Back at the rented Keiki Road crash pad on the North Shore, the ESPN videographers swarm Kelly, Rob, Kalani, Tom and Donavon. Eric Koch, who is on the North Shore to oversee the use of the game in the television show, is talking to me about his week on the North Shore. After watching him interact with the game's cast for four days, I'm impressed by the way he jibes with the surfers. They don't seem to have much in common. But despite outward dissimilarities, he and Kalani get along like best friends. (Kalani gave him one of his old motocross suits.)

Eric lights his next cigarette with the one he's smoking. "Kalani's been really helpful with the game," he says, brushing stringy bleached hair from his forehead, expelling smoke into the North Shore air. "He's really into video games, so he knows his stuff." Amiable and highly video-game savvy, Eric has become the prime liaison between the tech and the tube.

Eric tells me about his start in the gaming world. In 1997, after hearing that people actually got paid to play video games "somewhere in L.A.," Eric sold everything he owned save what he could fit in a black trunk, and came out from Florida to the promised land: Santa Monica, the North Shore of video games.

He begged and pleaded for a job at Activision for three months until he finally got placed in "QA," or Quality Assurance, known by Activision employees as "The Dungeon." It's a scary, Red Bull-fueled, highly unhealthy game-testing lair, where pasty-faced gamers come from all over the world to tear at joysticks and push buttons for 10 hours a day in the basement below Activision's headquarters. It resembles a windowless newsroom, except for the pierced and dyed laborers who get paid between $8 and $12 an hour for their input; just enough to buy more Red Bull, fast food and bandages for the blisters on their thumbs.

For fanatical gamers, it's a dream world of buttons, levels and point totals. For Activision, it's their Manhattan Project basement full of dedicated scientists.

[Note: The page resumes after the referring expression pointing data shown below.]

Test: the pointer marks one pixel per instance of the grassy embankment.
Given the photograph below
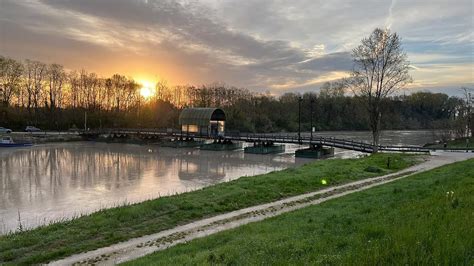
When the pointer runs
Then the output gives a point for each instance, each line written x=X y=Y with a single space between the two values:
x=111 y=226
x=421 y=220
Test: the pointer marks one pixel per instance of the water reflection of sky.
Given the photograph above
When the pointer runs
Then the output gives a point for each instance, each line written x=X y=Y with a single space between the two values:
x=49 y=182
x=54 y=181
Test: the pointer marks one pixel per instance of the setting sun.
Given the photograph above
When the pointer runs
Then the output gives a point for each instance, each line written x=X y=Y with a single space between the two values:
x=146 y=91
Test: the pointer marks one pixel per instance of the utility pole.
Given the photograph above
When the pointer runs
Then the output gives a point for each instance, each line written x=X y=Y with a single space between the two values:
x=311 y=116
x=85 y=121
x=300 y=99
x=468 y=133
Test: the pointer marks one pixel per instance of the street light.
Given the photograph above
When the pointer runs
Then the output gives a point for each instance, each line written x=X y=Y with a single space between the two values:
x=311 y=117
x=300 y=99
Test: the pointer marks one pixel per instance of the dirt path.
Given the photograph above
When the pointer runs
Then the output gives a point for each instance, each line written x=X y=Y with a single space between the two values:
x=138 y=247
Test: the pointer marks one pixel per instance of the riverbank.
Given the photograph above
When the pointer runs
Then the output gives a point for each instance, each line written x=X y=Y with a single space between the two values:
x=424 y=219
x=111 y=226
x=461 y=143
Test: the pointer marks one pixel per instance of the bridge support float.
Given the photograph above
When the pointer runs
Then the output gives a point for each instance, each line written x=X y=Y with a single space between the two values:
x=222 y=145
x=182 y=143
x=266 y=147
x=316 y=152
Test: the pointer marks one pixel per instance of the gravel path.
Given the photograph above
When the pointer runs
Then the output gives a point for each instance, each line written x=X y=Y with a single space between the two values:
x=138 y=247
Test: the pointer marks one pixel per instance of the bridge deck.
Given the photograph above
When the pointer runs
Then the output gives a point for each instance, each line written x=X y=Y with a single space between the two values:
x=273 y=138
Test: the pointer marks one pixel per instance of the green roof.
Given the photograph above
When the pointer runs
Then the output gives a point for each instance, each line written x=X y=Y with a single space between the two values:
x=200 y=116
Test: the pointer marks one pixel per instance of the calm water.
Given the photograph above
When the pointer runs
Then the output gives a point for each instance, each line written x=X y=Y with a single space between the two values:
x=56 y=181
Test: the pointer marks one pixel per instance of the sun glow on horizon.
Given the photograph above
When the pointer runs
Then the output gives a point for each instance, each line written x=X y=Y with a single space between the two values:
x=146 y=91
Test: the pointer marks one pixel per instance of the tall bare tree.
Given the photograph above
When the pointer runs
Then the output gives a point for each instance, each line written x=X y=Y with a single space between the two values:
x=381 y=68
x=10 y=79
x=34 y=73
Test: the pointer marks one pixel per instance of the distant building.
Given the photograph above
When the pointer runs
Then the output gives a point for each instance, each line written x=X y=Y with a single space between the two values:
x=202 y=121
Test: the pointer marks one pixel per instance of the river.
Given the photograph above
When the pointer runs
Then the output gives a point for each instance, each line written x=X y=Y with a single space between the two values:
x=50 y=182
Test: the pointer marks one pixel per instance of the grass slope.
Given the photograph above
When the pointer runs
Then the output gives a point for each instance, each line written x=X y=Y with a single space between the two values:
x=421 y=220
x=111 y=226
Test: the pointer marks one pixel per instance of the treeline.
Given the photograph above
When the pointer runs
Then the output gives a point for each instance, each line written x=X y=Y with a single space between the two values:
x=49 y=97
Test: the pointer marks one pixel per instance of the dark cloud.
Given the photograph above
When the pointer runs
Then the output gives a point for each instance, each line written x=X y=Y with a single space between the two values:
x=258 y=44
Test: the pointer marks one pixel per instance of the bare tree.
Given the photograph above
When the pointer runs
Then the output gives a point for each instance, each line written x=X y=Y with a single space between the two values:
x=10 y=79
x=380 y=69
x=34 y=82
x=466 y=111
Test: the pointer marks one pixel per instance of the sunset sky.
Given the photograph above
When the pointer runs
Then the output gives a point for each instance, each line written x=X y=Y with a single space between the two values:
x=277 y=46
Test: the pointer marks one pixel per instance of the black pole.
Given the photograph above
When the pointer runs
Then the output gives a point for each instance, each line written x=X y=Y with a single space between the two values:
x=468 y=119
x=300 y=99
x=311 y=116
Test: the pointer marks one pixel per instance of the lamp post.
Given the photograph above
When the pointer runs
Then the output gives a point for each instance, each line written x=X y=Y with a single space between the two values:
x=311 y=102
x=300 y=99
x=468 y=119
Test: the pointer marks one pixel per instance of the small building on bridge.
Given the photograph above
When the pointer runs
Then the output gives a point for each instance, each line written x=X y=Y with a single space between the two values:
x=202 y=121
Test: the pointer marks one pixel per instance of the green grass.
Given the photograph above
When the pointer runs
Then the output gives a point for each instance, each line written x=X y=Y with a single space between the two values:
x=413 y=221
x=110 y=226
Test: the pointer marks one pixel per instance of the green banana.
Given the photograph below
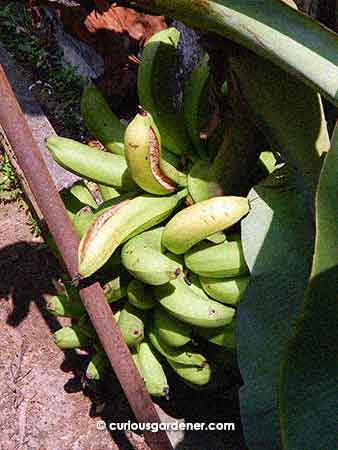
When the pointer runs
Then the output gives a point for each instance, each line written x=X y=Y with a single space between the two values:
x=170 y=330
x=224 y=260
x=131 y=325
x=193 y=224
x=190 y=304
x=216 y=238
x=116 y=288
x=185 y=355
x=71 y=337
x=97 y=366
x=82 y=220
x=101 y=121
x=140 y=295
x=90 y=163
x=118 y=223
x=143 y=155
x=82 y=193
x=134 y=354
x=108 y=192
x=225 y=290
x=223 y=336
x=142 y=257
x=199 y=376
x=61 y=306
x=152 y=85
x=152 y=371
x=194 y=91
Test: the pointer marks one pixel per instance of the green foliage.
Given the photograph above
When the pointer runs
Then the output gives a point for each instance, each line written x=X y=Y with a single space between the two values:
x=9 y=187
x=35 y=47
x=308 y=388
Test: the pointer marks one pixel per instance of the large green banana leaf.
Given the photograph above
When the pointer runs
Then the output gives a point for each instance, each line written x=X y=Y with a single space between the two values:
x=272 y=29
x=308 y=392
x=277 y=239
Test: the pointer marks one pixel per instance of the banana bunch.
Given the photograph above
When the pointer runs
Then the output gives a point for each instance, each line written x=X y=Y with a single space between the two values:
x=163 y=241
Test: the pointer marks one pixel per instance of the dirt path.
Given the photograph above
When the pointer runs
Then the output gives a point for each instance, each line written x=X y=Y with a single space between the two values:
x=42 y=402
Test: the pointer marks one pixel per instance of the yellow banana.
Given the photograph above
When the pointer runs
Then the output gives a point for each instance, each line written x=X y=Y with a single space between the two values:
x=158 y=56
x=193 y=224
x=116 y=224
x=143 y=155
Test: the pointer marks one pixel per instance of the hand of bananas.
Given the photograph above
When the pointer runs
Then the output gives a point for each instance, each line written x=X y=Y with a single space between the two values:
x=171 y=275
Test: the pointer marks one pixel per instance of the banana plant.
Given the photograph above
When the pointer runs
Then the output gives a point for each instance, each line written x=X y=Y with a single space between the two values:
x=283 y=62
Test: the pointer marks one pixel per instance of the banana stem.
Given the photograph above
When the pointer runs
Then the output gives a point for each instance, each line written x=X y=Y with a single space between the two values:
x=289 y=39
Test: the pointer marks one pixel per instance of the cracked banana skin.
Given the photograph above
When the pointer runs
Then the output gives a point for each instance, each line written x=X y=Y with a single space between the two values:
x=151 y=370
x=195 y=223
x=190 y=304
x=143 y=258
x=143 y=155
x=118 y=223
x=152 y=85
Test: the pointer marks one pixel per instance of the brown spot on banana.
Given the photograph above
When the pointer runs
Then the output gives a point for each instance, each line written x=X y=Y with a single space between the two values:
x=154 y=154
x=96 y=226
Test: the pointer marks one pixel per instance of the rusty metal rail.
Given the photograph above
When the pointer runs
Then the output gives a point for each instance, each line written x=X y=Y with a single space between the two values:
x=48 y=200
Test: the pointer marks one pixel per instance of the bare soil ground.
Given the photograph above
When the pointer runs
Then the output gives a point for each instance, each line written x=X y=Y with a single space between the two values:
x=45 y=403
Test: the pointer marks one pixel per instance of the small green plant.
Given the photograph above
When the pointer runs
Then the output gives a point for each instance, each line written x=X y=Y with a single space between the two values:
x=35 y=47
x=9 y=187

Eric is explaining how he has risen, literally and figuratively, from the QA basement through the Activision ranks to where he is now, a fully-fledged, big-project producer when Kalani runs by us with a bodyboard and a surfboard in his hands. He looks at Eric.

"Well?"

"Well, okay," says Eric, dubiously.

Eric takes the bodyboard and heads toward the Ehukai channel next to Pipe, with Kalani leading. They sneak out through the channel and Eric goes to check out what Pipe's tube really looks like.